The breeze from outside is chilly, forcing me to wrap my arms around myself. The satin pajama shorts and camisole sleep set I’ve got on barely covers me. The thought reminds me it’s probably stained with milk and I’ve been wearing it for at least two days straight.
“Sorry.” Robert’s hushed answer comes complete with that puppy dog look in his eyes he’s had off and on for the better part of a year since I’ve been home. A gust of wind tinged with salt from the sea licks by us as I stare back at his pale blue eyes, wondering why he’s here so late. Crickets chirp behind him as he scratches the back of his neck and whispers, “I just stopped by because I heard you were looking for me.”

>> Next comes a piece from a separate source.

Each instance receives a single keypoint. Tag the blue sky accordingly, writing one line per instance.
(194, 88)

Opening the door wider, a gesture that he can come in, I leave him there while I gather up rent. He didn’t make me pay a deposit, and he didn’t come for last month’s rent either. Ever since I moved in here, after selling the last of my father’s estate like the court ordered, I’ve known that I owe Robert more than I can repay him. Not just moneywise, either. His help with navigating the legalities of what my father’s scandal left me with. His help with the funeral even … I can’t repay all of it, but I can at least give him rent.
The chirps and nightlife chatter are silenced as he steps inside and closes the door. My back’s to him, but I hear it all as I stare down at the cash in the kitchen drawer.
His frame is far too large for that doorway. He’s always been taller than me, but lately he’s felt … distant. Everyone has. It’s then I take him in.
He’s the same as he’s always been, devilishly handsome, yet charming. Tall but not overbearing. It’s his strong shoulders and even stronger jawline that give him such a masculine appearance. Combine that with a clean and crisp cologne, simple khakis and a navy collared shirt, he’s the sight of a Southern gentleman if there ever was one. Complete with baby blue eyes and dirty blond hair that used to make me weak in the knees. It all still does.
The creak of the floor as he makes his way to me, causes me to wince and turn my back to him so I can stare at the baby monitor.
Back to the present. Back to now and rent being due.
With no movement on the monitor, I count the money again. It’s all in twenties, but the full six hundred is there. I know a two bedroom in this area goes for more than that, but it’s what Robert told me rent would be. Next to it is a pile of paid bills, each marked off with a permanent marker after I mailed in the checks. Adulthood is expensive and I never knew every little thing could add up so quick.